What is Synthetix?
One of the fastest-growing applications of crypto is DeFi — decentralized finance — which describes a variety of innovative approaches to many aspects of finance, include borrowing and lending, insurance, and in the case of Synthetix, synthetic asset and derivatives trading.
Synthetix produces derivative tokens called synths which track the value of a stock, currency or commodity. Holding synths exposes the holder to the underlying asset without needing to purchase the asset directly. However, these synths aren’t the same as an actual asset in that they cannot be redeemed for the underlying asset, and collateral value such as voting rights are not carried through to a synth holder.
Synthetix uses smart contracts to carry out trades. Smart contracts are effectively self-fulfilling contracts that remove the need for a third party, or ‘trustless’. The Synthetix protocol is designed with pooled collateral to provide liquidity and zero slippage on trades of derivative tokens. Synthetix has partnered with Chainlink, a decentralized oracle network, so its smart contracts source decentralized price feeds that avoid the reliance on any single party to provide pricing information.
The platform’s collateral is provided by the minting and staking of Synthetix’s own token, the Synthetix Network Token (SNX). Whenever a new synth is created, SNX is minted and locked up in a smart contract.
What is SNX?
SNX is an ERC-20 token created by the Synthetix protocol that serves multiple purposes. In addition to serving as collateral on the protocol, by staking SNX, a holder will receive a portion of trading fees from the network as an incentive to contribute to the liquidity pools.
A significant amount of SNX needs to be staked in order to release a new synth into circulation, ensuring tradable derivative tokens are over-collateralized. In theory, this drives up the price of SNX; the token becomes rarer and its fundamental value increases because locking it up adds a new synthetic token into circulation.
Synthetix also applies rebalancing methods to stabilize the price of SNX. If SNX price rises, the system releases SNX tokens that weren’t tied up guaranteeing synths. These tokens are then sold on the open market. Doing this increases the supply, driving the price of SNX down.
Before trading any crypto assets it is important to understand the risks. This overview is a starting point for you to perform your own research prior to investing in a crypto asset.
No securities regulatory authority or regulator in Canada has evaluated or endorsed the Crypto Contracts or any of the crypto assets made available through the platform.
Wealthsimple has performed an assessment of whether SNX can be supported by Wealthsimple’s platform, including whether SNX is a security and/or a derivative and is being offered in compliance with securities and derivatives laws.

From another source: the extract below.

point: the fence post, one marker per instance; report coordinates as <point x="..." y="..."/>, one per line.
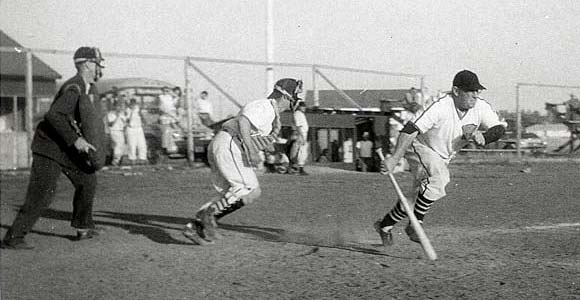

We evaluated Synthetix based on publicly available information, including (but not limited to):
- The creation, governance, usage and design of Synthetix, including the source code, security and roadmap for growth in the developer community and, if applicable, the background of the developer(s) that first created Synthetix;
- The supply, demand, maturity, utility and liquidity of SNX;
- Material technical risks associated with Synthetix, including any code defects, security breaches and other threats concerning Synthetix and its supporting blockchain (such as the susceptibility to hacking and impact of forking), or the practices and protocols that apply to them;
- Legal and regulatory risks associated with Synthetix, including any pending, potential, or prior civil, regulatory, criminal, or enforcement action relating to the issuance, distribution, or use of SNX; and
- Statements made by regulators or securities regulatory authorities in Canada and other jurisdictions regarding whether SNX, or generally about whether the type of crypto asset, is a security and/or a derivative.
Wealthsimple monitors ongoing developments related to crypto assets available on its platform for significant changes that may affect Wealthsimple’s original assessment of those assets, including Wealthsimple’s assessment of the application of securities and derivatives laws. Any significant changes relating to SNX may result in changes to this Crypto Asset Statement and/or Wealthsimple’s ability to support SNX.
Like all other crypto assets, there are some general risks to investing in SNX. These include short history risk, volatility risk, liquidity risk, demand risk, forking risk, cryptography risk, regulatory risk, concentration risk, electronic trading risk and cyber security risk. Please review the Wealthsimple Crypto Product Risk Disclosure for additional discussion of general risks associated with the crypto assets made available through the platform.
We emphasize that this Crypto Asset Statement is not exhaustive of all risks associated with trading SNX. Investors should perform their own assessment to determine the appropriate level of risk for their personal circumstances.
Wealthsimple is offering Crypto Contracts in reliance on a prospectus exemption contained in the exemptive relief decision Re Wealthsimple Investments Inc. dated December 18, 2023 (the Decision).
The statutory rights of action for damages and rescission in section 130.1 of the Securities Act (Ontario), and, if applicable, similar statutory rights under securities legislation of other jurisdictions of Canada, do not apply in respect of this Crypto Asset Statement to the extent a Crypto Contract is distributed under the prospectus relief in the Decision.